Tanto tuonò che piovve . Facebook, colosso tra i social network, è stato trascinato in aula in una class action avviata da un gruppo di suoi iscritti. Spetterà ad un giudice di San Josè il compito di stabilire se la piattaforma di Mark Zuckerberg abbia violato la privacy degli utenti in blu, intraprendendo attività di tracciamento delle condivisioni a mezzo like tra il maggio 2010 e il settembre 2011 .
Mentre gli occhi dell’opinione pubblica sono fissi sulla IPO miliardaria , il social network di Menlo Park vive il suo nuovo dramma in salsa legalese. La class action californiana ha raccolto più di 20 casi relativi alle presunte attività di tracciamento degli utenti, anche in seguito alle operazioni di logout da parte dei profili in blu .
E c’è chi ha subito sottolineato come la causa collettiva contro Facebook vada al di là della semplice richiesta di danni. Nelle mani del giudice californiano ci sarebbe infatti un cruciale capitolo nella delicata storia del rapporto tra piattaforme digitali e diritto alla riservatezza. Una decisione che – almeno secondo gli esperti – potrebbe avere profonde implicazioni sul modo di fare business nell’ecosistema del web.

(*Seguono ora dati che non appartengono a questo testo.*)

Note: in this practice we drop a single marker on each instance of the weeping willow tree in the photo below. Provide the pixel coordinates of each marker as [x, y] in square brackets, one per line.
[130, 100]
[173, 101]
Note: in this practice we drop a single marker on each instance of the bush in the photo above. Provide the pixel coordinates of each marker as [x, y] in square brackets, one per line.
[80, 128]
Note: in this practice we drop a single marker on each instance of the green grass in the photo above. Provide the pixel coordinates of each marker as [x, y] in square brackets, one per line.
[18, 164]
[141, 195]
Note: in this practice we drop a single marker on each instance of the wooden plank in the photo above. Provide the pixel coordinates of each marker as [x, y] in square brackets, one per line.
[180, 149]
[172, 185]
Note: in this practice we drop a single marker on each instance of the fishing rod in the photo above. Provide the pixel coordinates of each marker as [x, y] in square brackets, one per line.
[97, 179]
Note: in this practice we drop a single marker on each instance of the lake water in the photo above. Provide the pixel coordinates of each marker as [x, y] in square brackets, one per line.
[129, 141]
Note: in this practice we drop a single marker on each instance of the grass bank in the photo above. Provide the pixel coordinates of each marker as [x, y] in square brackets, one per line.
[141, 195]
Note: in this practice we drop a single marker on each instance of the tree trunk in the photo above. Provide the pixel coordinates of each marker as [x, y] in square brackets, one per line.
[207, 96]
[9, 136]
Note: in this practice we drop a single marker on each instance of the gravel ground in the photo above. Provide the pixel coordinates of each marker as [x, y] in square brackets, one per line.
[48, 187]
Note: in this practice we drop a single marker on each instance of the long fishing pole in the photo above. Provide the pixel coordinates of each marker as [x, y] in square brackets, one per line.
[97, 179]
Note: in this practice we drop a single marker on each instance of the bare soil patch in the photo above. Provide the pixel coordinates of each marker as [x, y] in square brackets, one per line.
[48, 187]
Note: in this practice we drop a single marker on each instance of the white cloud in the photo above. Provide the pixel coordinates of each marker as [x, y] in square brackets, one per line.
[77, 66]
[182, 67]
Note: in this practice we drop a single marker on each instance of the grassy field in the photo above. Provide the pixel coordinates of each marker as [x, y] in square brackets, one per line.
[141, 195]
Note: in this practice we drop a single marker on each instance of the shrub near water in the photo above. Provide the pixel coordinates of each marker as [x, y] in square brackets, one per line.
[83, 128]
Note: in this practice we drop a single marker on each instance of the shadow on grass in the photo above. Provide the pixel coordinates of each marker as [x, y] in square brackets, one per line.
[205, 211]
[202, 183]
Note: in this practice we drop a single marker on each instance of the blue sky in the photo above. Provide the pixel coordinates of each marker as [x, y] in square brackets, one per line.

Secondo l’accusa, il sito statunitense avrebbe violato i dettami legislativi dello U.S. Wiretap Act , legge nazionale che regola le intercettazioni nelle varie forme di comunicazione. Facebook avrebbe succhiato vaste quantità di informazioni personali per poi guadagnare in termini di advertising , praticamente vendendo i suoi utenti oltre che spiandoli. Immediata la risposta legale del sito, che ha parlato di una causa senza alcun fondamento.
Al di là dei significati reconditi, i danni da risarcire per il social network potrebbero essere decisamente consistenti. Secondo lo U.S. Wiretap Act, il social network potrebbe pagare fino a 10mila dollari per ciascun profilo sottoposto ad intercettazione . Moltiplicato per 800 milioni di utenti, la sanzione arriverebbe a 15 miliardi di dollari. Da sommare al divieto di raccogliere dati personali da vendere ai signori della pubblicità.